[Solved]: A heuristic for finding a maximum disjoint set

Problem Detail: Background I need to find a largest set of non-overlapping axis-parallel squares, out of a given collection of candidate squares. This problem is NP-complete. Many papers suggest approximation algorithms (see Maximum Disjoint Set in Wikipedia), but I need an exact algorithm. My current solution uses the following divide-and-conquer strategy:

Calculate all horizontal and vertical lines that pass through corners of the candidate squares. Each such line separates the candidates into three groups: candidates that are entirely at one side of the line, candidates that are entirely at the other side of the line, and candidates that are intersected by the line. Now there are two cases:
- Easy Case: There is a separator line $L$ that does not intersect any candidate square. Then, recursively calculate the maximum-disjoint-set among the squares on one side of $L$, recursively calculate the maximum-disjoint-set among the squares on the other side of $L$, and return the union of these two sets. The separator line guarantees that the union is still a disjoint set.
- Hard Case: All separator lines intersect one or more candidate squares. Select one of the separator lines, $L$; suppose that $L$ intersects $k$ squares. Calculate all $2^k$ subsets of these intersected squares. For each subset $X$ that is in itself a disjoint set, calculate the maximum-disjoint-set recursively as in the Easy Case, under the assumption that $X$ is in the set. I.e., recursively calculate the maximum-disjoint-set among the squares on one side of $L$ that do not intersect $X$, recursively calculate the maximum-disjoint-set among the squares on the other side of $L$ that do not intersect $X$, and calculate the union of these two sets with $X$. Out of all $2^k$ unions, return the largest one.

Question My question is: What is the best way to select the separator line $L$? There are two conflicting considerations: On one hand, we want $L$ to intersect as few squares as possible, so that the power set is not too large.
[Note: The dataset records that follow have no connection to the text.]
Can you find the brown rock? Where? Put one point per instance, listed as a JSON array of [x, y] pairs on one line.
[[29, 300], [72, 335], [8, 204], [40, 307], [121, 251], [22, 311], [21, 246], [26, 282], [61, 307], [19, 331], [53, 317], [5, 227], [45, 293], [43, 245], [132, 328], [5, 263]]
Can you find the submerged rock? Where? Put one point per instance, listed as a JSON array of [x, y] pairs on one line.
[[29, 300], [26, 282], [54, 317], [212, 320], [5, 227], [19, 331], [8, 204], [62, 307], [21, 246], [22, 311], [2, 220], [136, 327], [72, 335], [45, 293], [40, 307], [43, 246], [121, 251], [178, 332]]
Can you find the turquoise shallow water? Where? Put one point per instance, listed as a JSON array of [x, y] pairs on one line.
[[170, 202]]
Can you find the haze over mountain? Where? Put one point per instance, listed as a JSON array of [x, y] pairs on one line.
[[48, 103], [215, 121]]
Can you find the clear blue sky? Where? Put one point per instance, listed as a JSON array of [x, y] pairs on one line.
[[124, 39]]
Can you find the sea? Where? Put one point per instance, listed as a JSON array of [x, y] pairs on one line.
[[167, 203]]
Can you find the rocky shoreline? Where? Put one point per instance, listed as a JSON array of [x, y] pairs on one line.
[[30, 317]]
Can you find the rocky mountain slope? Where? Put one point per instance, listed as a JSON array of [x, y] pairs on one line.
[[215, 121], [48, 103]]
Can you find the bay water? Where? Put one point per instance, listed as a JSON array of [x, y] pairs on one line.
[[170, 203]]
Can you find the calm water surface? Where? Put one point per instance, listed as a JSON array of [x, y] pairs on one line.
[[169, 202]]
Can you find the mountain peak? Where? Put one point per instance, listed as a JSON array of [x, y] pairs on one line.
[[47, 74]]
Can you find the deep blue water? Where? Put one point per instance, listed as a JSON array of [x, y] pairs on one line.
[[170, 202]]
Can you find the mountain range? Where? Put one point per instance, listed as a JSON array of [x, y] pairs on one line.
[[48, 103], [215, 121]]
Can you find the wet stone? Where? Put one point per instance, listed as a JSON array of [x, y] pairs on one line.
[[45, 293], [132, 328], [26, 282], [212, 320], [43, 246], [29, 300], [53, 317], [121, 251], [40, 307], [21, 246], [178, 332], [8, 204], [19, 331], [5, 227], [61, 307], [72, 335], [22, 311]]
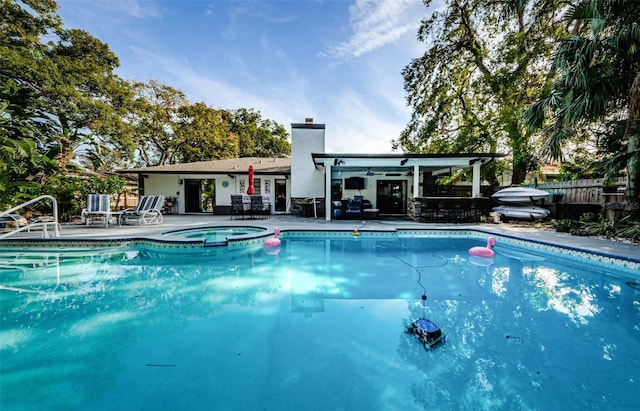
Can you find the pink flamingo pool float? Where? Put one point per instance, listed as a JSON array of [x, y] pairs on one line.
[[485, 252], [273, 241]]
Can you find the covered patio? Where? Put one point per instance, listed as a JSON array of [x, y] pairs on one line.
[[403, 184]]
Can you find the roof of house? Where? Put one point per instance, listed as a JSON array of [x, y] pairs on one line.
[[261, 165]]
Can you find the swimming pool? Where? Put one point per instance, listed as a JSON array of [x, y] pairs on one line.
[[215, 235], [321, 324]]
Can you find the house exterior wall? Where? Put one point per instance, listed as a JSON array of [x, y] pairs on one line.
[[306, 138], [169, 186]]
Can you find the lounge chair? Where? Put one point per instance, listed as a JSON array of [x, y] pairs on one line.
[[147, 212], [98, 209]]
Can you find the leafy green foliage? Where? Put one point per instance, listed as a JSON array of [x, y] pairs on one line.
[[483, 66], [596, 73]]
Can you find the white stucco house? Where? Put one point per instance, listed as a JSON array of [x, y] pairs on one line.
[[312, 181]]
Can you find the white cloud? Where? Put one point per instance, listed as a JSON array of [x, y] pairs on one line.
[[376, 23]]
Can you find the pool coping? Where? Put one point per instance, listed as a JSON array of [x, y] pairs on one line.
[[599, 257]]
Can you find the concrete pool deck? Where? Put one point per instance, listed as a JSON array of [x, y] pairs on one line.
[[71, 231]]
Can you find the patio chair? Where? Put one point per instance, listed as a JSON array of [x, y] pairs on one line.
[[240, 205], [147, 212], [98, 209], [354, 208], [260, 206]]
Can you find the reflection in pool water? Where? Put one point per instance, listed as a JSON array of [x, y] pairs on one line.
[[213, 235], [322, 325]]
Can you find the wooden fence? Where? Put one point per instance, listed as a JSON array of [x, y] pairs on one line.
[[572, 199]]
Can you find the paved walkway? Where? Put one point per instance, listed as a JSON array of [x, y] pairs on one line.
[[286, 222]]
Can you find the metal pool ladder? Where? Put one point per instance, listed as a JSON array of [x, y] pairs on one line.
[[43, 222]]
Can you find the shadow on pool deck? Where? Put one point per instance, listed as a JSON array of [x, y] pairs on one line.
[[287, 222]]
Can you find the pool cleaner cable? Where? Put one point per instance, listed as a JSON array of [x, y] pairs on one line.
[[428, 333]]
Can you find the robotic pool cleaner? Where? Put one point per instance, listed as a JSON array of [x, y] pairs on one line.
[[429, 334]]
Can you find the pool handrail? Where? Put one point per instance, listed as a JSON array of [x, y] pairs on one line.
[[44, 223]]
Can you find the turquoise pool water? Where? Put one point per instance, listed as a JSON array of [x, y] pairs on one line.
[[214, 235], [317, 325]]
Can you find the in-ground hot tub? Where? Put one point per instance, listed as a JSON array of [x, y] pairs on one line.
[[215, 235]]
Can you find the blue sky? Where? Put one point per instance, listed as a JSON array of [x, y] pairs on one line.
[[337, 61]]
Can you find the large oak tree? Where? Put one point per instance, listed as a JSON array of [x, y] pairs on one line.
[[484, 64]]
On the other hand, we want $L$ to separate the candidate squares to subsets of balanced size, preferrably equal size, so that the recursion ends as fast as possible. What is the best way to balance these conflicting considerations? EDIT: Additional details My current heuristic is to pick the separator line that intersects the least number of squares. This heuristic allows the algorithm to process input sets with up to $n=30$ candidates, in several seconds. The optimal solution in these cases has about 10 squares. In general, the number of squares in the optimal solution is near $2cdotsqrt{n}$. When the input grows beyond 30 candidates, the running time becomes much slower (several minutes and more). My goal is to find a heuristic that will allow me to process larger sets of candidates.

Asked By : Erel Segal-Halevi

Answered By : D.W.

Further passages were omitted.